Entertainment

“Rose of Nevada” Review: Mark Jenkin Weaves Time, Loss, and Memory into a Haunting Seafaring Mystery

Mark Jenkin’s latest feature blends eerie time travel, family grief, and haunting visuals, anchored by George MacKay’s powerful performance in a Cornish fishing village trapped between past and present.

Mark Jenkin has always been a filmmaker obsessed with memory, isolation, and the sea. His last work, the enigmatic Enys Men (2022), was a hypnotic meditation that confounded as much as it fascinated. With his latest feature, Rose of Nevada, Jenkin turns to a more grounded narrative—but without abandoning the elliptical, dreamlike style that defines his artistry.

This isn’t exactly a ghost story, though it carries the weight of one. Instead, Rose of Nevada is a film about time, grief, and belonging, wrapped in the haunting atmosphere of Cornwall’s decaying fishing communities.

At its center is George MacKay (1917, The Beast), who delivers a quietly devastating performance as Nick, a struggling fisherman. His home life is in disarray—his roof leaks, his wife and daughter rely on a food bank, and his town feels like it’s falling apart around him. Into this world drifts Liam (played by Callum Turner, The Boys in the Boat), a stranger with no past, no money, and no place to stay. Their lives collide on the shore where the impossible happens: a small boat named Rose of Nevada—lost at sea 30 years earlier—suddenly reappears.

That boat carried two men who never returned. One was the husband of Tina (Rosalind Eleazar), whose daughters grew up without a memory of their father. The other was the son of the Richards family (Mary Woodvine and Adrian Rawlins). Mrs. Richards, frail and half-lost to time herself, whispers chillingly: “My boy’s coming home.” It is Jenkin’s first whispered promise of the supernatural.

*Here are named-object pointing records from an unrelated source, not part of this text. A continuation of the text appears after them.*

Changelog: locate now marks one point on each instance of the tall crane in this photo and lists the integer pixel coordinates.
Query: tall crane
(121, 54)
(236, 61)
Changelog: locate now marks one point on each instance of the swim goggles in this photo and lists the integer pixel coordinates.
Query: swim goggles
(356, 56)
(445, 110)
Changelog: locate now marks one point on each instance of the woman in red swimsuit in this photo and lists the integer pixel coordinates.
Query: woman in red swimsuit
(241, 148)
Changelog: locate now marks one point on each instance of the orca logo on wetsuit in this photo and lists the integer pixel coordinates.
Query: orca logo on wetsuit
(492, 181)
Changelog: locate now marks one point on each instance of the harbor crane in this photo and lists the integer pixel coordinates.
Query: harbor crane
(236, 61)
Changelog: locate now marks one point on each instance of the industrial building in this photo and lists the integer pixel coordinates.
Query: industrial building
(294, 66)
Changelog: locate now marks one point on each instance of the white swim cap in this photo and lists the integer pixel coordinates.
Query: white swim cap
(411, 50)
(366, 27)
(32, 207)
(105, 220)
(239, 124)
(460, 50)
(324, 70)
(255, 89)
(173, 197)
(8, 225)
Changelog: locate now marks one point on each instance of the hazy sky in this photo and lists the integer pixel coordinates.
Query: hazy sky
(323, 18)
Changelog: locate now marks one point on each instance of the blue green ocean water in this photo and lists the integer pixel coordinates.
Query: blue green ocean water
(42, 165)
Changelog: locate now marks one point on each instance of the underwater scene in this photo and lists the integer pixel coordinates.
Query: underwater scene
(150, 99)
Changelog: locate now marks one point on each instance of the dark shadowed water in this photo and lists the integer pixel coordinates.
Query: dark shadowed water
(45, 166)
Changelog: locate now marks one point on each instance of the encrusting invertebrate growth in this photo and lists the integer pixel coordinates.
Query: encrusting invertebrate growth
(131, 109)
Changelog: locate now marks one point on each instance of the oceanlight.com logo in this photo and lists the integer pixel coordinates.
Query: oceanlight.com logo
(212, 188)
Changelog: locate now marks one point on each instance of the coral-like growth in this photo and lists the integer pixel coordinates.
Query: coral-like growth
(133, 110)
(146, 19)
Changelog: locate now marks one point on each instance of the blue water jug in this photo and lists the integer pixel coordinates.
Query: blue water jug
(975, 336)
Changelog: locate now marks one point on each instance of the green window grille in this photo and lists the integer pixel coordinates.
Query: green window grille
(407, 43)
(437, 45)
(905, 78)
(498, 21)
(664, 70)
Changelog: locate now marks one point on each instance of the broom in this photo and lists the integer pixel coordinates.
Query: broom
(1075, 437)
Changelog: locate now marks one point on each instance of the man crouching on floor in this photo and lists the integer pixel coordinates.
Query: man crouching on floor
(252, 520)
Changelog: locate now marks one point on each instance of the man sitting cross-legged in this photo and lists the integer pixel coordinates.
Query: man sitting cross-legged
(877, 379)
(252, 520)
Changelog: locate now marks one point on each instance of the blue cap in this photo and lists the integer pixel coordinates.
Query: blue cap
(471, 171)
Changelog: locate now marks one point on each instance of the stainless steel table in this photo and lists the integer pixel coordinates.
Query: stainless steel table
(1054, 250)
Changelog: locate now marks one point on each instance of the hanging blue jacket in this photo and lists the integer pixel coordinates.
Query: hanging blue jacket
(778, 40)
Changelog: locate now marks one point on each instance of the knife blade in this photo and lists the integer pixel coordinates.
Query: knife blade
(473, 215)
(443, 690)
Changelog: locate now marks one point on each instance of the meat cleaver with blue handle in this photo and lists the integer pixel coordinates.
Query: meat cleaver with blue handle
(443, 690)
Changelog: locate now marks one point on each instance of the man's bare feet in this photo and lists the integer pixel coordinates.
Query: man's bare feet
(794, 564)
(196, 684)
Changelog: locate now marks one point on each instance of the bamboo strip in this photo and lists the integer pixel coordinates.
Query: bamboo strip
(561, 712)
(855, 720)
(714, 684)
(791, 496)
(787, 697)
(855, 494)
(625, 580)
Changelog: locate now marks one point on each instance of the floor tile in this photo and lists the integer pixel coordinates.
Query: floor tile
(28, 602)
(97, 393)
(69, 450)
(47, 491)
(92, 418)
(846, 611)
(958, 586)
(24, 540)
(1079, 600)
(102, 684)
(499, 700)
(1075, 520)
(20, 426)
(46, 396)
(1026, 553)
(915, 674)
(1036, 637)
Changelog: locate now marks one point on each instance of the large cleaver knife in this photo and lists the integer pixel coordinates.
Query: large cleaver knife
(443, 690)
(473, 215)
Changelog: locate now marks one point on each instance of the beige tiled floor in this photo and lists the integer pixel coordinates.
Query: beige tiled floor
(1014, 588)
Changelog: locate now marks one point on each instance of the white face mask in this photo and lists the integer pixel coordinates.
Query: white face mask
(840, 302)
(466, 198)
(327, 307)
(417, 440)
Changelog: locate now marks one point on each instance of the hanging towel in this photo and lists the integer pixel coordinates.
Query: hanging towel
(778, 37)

The story quickly slides into unsettling waters. When Nick and Liam set sail aboard the recovered vessel, Nick finds a cryptic warning carved into the wood: “Get Off the Boat Now.” What follows is Jenkin at his most daring—Nick and Liam return to shore only to find themselves in 1993. Their crumbling town has sprung back to life: the food bank is once again a post office, the shabby bar is bustling with locals, and the streets hum with an energy that has long since vanished. But can they return to the present—or are they stranded in a past that doesn’t belong to them?

MacKay is magnetic throughout, grounding the film with a raw, human ache. His haunted expression carries the burden of a man desperate to return to his family yet uncertain whether the past is unraveling his identity. Turner plays Liam as an enigma—his blankness at first frustrating, but later essential as questions about his origins deepen in the 1993 timeline. Eleazar, meanwhile, brings poise and mystery to Tina, leaving audiences unsure how much she knows, or how much she chooses not to confront.

Jenkin, as always, layers meaning through imagery. Photographs of the two men lost at sea recur throughout the film, blurring the line between memory, vision, and reality. Are they fragments of the past, or warnings for the present? Nick’s dreams, which bleed into memory, only thicken the ambiguity.

Visually, Rose of Nevada is breathtaking—scratchy textures of rusted chains and rotting wood, bold compositions of the boat adrift, and unsettling close-ups of fish, gutted and staring lifelessly back at the audience. At times, the lingering shots test patience, but they also reinforce the film’s meditation on life, death, and the cycles of the sea.

And then there is sound. Jenkin, who wrote, directed, shot, edited, and designed the film himself, crafts an auditory landscape of ticking clocks, thumping rhythms, and tones that hang in the air like unfinished prayers. It is this soundscape, as much as the images, that turns the film into something spectral—never quite horror, but always unnervingly supernatural.

In his director’s statement, Jenkin described Rose of Nevada as a story about “personal sacrifice, the power of community, and what it means to be part of society today.” Those themes may not always surface clearly, but they reverberate in every frame. His films are never puzzles to be solved, but experiences to be absorbed.

Ultimately, Rose of Nevada is not just a story about fishermen or time travel. It’s about loss, about what communities carry with them across generations, and about the impossibility of truly escaping the weight of the past. Haunting, enigmatic, and quietly profound—it’s Jenkin at his most ambitious, and perhaps his most human.